= Paducah Public Schools =

Public school district in Paducah, Kentucky

Paducah Public Schools is a school district located in Paducah, Kentucky. The district serves most, but not all, of the city of Paducah; significant areas within the city limits (mostly in the west) lie in the surrounding McCracken County school district.

The district, founded in 1864, currently educates slightly over 2,900 students in six schools, with approximately 240 teachers and a roughly equal number of support staff. Roughly 90% of graduates of the district's only high school, Paducah Tilghman High School, go on to either two-year or four-year colleges, a commendable total considering that about 50% of the district's students are minorities and nearly two-thirds are eligible for free or reduced-price school lunches.

The Paducah and McCracken County districts have a joint open-enrollment policy which permits any student in McCracken County to attend a public school in either district without tuition charges. About 300 residents of the McCracken County district currently attend Paducah schools.

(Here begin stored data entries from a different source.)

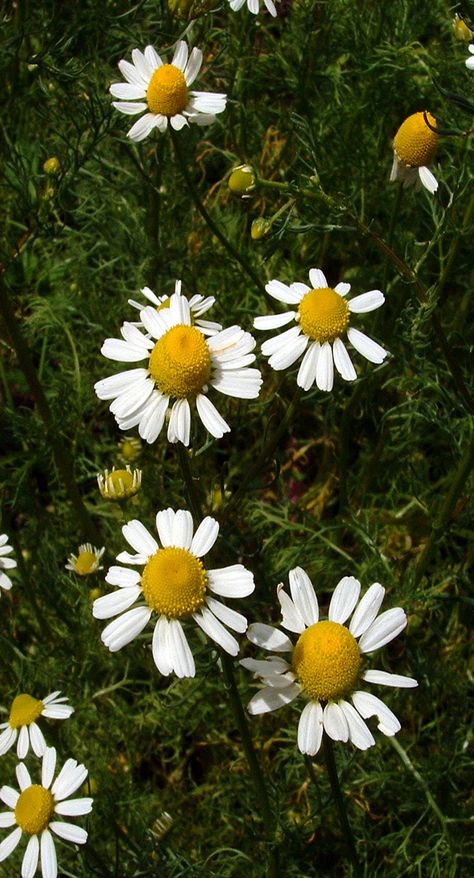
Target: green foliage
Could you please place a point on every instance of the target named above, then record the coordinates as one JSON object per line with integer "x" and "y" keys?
{"x": 371, "y": 480}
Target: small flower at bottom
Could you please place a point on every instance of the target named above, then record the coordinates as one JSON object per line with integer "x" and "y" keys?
{"x": 163, "y": 91}
{"x": 321, "y": 318}
{"x": 326, "y": 663}
{"x": 86, "y": 561}
{"x": 5, "y": 563}
{"x": 175, "y": 586}
{"x": 24, "y": 712}
{"x": 414, "y": 148}
{"x": 33, "y": 809}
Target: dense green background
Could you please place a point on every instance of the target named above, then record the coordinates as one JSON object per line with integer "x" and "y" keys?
{"x": 366, "y": 478}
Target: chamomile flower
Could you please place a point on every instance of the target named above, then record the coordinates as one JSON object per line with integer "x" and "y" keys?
{"x": 33, "y": 810}
{"x": 322, "y": 316}
{"x": 175, "y": 587}
{"x": 162, "y": 92}
{"x": 198, "y": 305}
{"x": 326, "y": 665}
{"x": 181, "y": 365}
{"x": 22, "y": 725}
{"x": 414, "y": 148}
{"x": 253, "y": 6}
{"x": 5, "y": 563}
{"x": 86, "y": 561}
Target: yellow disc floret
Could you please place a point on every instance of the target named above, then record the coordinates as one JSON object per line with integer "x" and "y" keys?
{"x": 24, "y": 710}
{"x": 174, "y": 583}
{"x": 167, "y": 91}
{"x": 323, "y": 314}
{"x": 326, "y": 660}
{"x": 180, "y": 362}
{"x": 415, "y": 143}
{"x": 34, "y": 809}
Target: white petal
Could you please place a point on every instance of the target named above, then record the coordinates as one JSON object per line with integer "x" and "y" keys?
{"x": 369, "y": 705}
{"x": 385, "y": 679}
{"x": 344, "y": 599}
{"x": 367, "y": 610}
{"x": 9, "y": 843}
{"x": 30, "y": 858}
{"x": 304, "y": 596}
{"x": 359, "y": 733}
{"x": 210, "y": 417}
{"x": 231, "y": 582}
{"x": 366, "y": 302}
{"x": 385, "y": 628}
{"x": 228, "y": 616}
{"x": 112, "y": 604}
{"x": 325, "y": 368}
{"x": 335, "y": 722}
{"x": 49, "y": 864}
{"x": 310, "y": 728}
{"x": 428, "y": 179}
{"x": 69, "y": 831}
{"x": 342, "y": 360}
{"x": 269, "y": 699}
{"x": 139, "y": 538}
{"x": 216, "y": 631}
{"x": 292, "y": 619}
{"x": 269, "y": 638}
{"x": 317, "y": 279}
{"x": 205, "y": 537}
{"x": 179, "y": 651}
{"x": 369, "y": 349}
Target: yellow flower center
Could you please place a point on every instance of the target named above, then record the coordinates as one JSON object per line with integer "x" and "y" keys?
{"x": 24, "y": 711}
{"x": 174, "y": 583}
{"x": 326, "y": 660}
{"x": 34, "y": 809}
{"x": 86, "y": 562}
{"x": 180, "y": 362}
{"x": 415, "y": 143}
{"x": 323, "y": 314}
{"x": 167, "y": 91}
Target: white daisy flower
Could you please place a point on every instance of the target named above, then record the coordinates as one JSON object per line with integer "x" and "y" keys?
{"x": 162, "y": 92}
{"x": 24, "y": 712}
{"x": 176, "y": 587}
{"x": 253, "y": 6}
{"x": 326, "y": 663}
{"x": 5, "y": 563}
{"x": 197, "y": 305}
{"x": 321, "y": 317}
{"x": 32, "y": 811}
{"x": 86, "y": 561}
{"x": 414, "y": 148}
{"x": 182, "y": 363}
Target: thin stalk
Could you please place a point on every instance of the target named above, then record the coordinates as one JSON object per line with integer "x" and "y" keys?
{"x": 208, "y": 219}
{"x": 59, "y": 449}
{"x": 341, "y": 805}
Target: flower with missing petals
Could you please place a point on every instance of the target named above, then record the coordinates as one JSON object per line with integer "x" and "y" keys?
{"x": 322, "y": 316}
{"x": 327, "y": 664}
{"x": 24, "y": 712}
{"x": 414, "y": 148}
{"x": 175, "y": 587}
{"x": 162, "y": 92}
{"x": 34, "y": 809}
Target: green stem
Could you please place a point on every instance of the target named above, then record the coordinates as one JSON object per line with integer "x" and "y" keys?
{"x": 58, "y": 447}
{"x": 208, "y": 219}
{"x": 341, "y": 805}
{"x": 458, "y": 482}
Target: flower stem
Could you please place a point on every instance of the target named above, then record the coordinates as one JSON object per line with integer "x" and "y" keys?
{"x": 208, "y": 219}
{"x": 341, "y": 805}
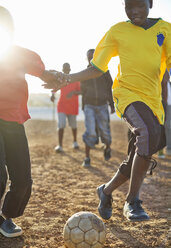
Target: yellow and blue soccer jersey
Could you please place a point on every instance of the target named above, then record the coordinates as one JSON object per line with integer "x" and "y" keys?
{"x": 144, "y": 55}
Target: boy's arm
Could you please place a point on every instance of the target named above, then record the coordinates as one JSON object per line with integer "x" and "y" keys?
{"x": 73, "y": 93}
{"x": 59, "y": 79}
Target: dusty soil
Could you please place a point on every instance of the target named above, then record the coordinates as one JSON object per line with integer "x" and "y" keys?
{"x": 63, "y": 187}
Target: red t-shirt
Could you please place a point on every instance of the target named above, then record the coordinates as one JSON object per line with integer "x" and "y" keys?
{"x": 13, "y": 86}
{"x": 68, "y": 106}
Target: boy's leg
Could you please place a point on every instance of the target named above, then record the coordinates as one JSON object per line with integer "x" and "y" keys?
{"x": 3, "y": 172}
{"x": 168, "y": 130}
{"x": 145, "y": 125}
{"x": 61, "y": 126}
{"x": 89, "y": 137}
{"x": 73, "y": 124}
{"x": 121, "y": 176}
{"x": 19, "y": 169}
{"x": 60, "y": 136}
{"x": 103, "y": 121}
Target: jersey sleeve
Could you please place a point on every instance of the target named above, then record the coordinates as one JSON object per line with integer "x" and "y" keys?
{"x": 105, "y": 50}
{"x": 167, "y": 46}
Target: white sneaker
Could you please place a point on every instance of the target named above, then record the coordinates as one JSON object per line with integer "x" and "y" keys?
{"x": 75, "y": 145}
{"x": 58, "y": 149}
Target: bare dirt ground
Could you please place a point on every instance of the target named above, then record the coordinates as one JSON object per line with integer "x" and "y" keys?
{"x": 63, "y": 187}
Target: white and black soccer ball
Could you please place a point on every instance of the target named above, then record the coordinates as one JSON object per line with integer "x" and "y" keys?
{"x": 84, "y": 230}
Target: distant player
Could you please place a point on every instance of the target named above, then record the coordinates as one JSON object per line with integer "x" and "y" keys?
{"x": 143, "y": 46}
{"x": 67, "y": 108}
{"x": 14, "y": 152}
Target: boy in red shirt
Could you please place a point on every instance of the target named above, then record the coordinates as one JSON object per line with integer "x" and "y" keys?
{"x": 14, "y": 151}
{"x": 67, "y": 107}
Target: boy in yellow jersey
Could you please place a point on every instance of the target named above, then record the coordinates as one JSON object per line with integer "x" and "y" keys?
{"x": 144, "y": 48}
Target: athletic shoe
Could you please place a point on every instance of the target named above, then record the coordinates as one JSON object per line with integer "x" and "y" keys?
{"x": 86, "y": 162}
{"x": 75, "y": 145}
{"x": 107, "y": 154}
{"x": 9, "y": 229}
{"x": 134, "y": 212}
{"x": 105, "y": 205}
{"x": 58, "y": 149}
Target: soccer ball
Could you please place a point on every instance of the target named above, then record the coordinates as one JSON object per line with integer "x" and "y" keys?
{"x": 84, "y": 230}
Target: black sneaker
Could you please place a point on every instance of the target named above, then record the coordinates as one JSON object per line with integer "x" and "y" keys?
{"x": 9, "y": 229}
{"x": 134, "y": 212}
{"x": 105, "y": 205}
{"x": 107, "y": 154}
{"x": 86, "y": 162}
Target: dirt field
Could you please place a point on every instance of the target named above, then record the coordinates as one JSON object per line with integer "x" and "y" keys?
{"x": 63, "y": 187}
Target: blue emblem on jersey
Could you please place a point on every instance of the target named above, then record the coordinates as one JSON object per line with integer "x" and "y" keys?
{"x": 160, "y": 39}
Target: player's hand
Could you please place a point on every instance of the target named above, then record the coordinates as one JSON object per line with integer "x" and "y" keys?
{"x": 69, "y": 95}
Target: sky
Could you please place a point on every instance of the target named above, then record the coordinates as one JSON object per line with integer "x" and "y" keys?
{"x": 63, "y": 30}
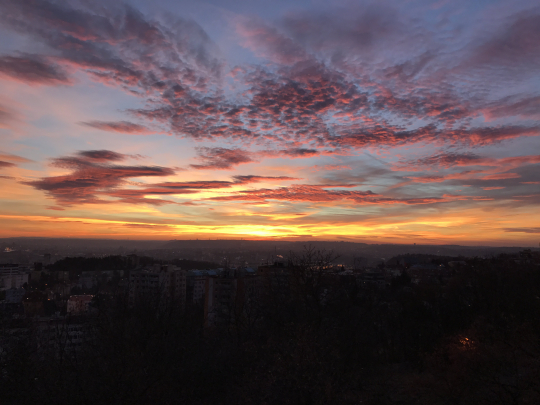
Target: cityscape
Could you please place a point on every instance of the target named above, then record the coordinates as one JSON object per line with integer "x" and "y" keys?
{"x": 304, "y": 202}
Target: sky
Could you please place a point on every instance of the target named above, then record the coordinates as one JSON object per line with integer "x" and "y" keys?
{"x": 381, "y": 122}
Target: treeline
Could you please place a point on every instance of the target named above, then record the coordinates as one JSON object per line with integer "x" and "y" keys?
{"x": 309, "y": 339}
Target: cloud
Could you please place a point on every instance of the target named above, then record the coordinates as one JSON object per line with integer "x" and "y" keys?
{"x": 522, "y": 230}
{"x": 220, "y": 158}
{"x": 94, "y": 179}
{"x": 102, "y": 155}
{"x": 524, "y": 107}
{"x": 321, "y": 94}
{"x": 32, "y": 69}
{"x": 256, "y": 179}
{"x": 14, "y": 158}
{"x": 123, "y": 127}
{"x": 325, "y": 194}
{"x": 268, "y": 42}
{"x": 515, "y": 46}
{"x": 92, "y": 175}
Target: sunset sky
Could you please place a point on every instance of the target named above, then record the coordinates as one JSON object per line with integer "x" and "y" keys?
{"x": 381, "y": 122}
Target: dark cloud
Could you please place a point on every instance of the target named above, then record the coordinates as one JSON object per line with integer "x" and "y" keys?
{"x": 343, "y": 32}
{"x": 325, "y": 193}
{"x": 94, "y": 180}
{"x": 522, "y": 230}
{"x": 92, "y": 176}
{"x": 516, "y": 45}
{"x": 221, "y": 158}
{"x": 342, "y": 80}
{"x": 102, "y": 155}
{"x": 33, "y": 70}
{"x": 256, "y": 179}
{"x": 6, "y": 164}
{"x": 124, "y": 127}
{"x": 524, "y": 107}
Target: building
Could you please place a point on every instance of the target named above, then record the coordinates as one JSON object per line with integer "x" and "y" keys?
{"x": 15, "y": 295}
{"x": 13, "y": 276}
{"x": 78, "y": 304}
{"x": 231, "y": 297}
{"x": 159, "y": 284}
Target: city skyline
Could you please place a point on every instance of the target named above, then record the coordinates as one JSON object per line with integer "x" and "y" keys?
{"x": 381, "y": 122}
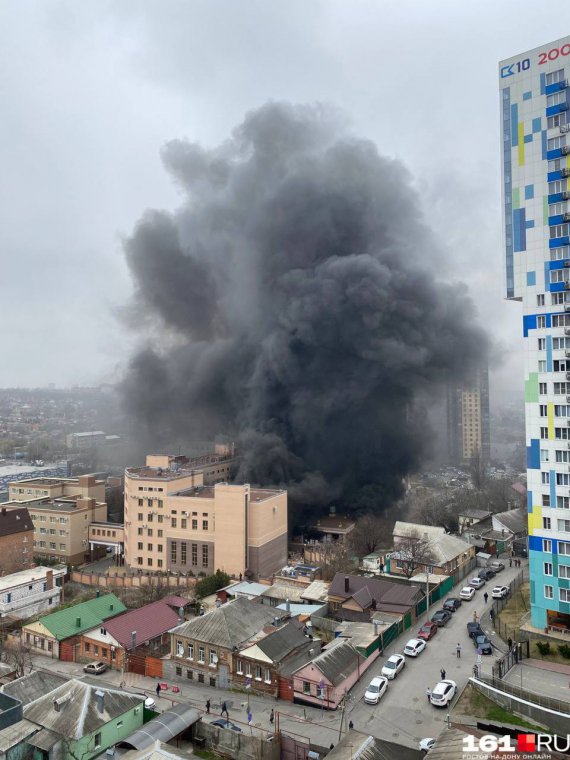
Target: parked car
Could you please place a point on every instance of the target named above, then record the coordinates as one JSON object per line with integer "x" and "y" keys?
{"x": 442, "y": 693}
{"x": 474, "y": 629}
{"x": 452, "y": 604}
{"x": 376, "y": 690}
{"x": 482, "y": 642}
{"x": 414, "y": 647}
{"x": 393, "y": 665}
{"x": 226, "y": 724}
{"x": 440, "y": 617}
{"x": 427, "y": 631}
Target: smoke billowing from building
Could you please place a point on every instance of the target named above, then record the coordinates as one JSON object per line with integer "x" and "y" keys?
{"x": 297, "y": 308}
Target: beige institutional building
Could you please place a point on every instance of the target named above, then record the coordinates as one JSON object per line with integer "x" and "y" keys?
{"x": 175, "y": 521}
{"x": 62, "y": 509}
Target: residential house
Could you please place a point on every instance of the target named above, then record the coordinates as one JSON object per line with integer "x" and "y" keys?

==High schools (grades 9 to 12)==
- Paducah Tilghman High School

==Middle schools (grades 6 to 8)==
- Paducah Middle School

==Primary schools (grades K to 5)==
- Clark Elementary
- McNabb Elementary
- Morgan Elementary

==Former schools==
- Cooper-Whiteside Elementary, closed due to budget cutbacks in 2006

==Notes and references==

The old Cooper-Whiteside building is now occupied by the Choices Educational Center as the city alternative school. It serves students from elementary to high school.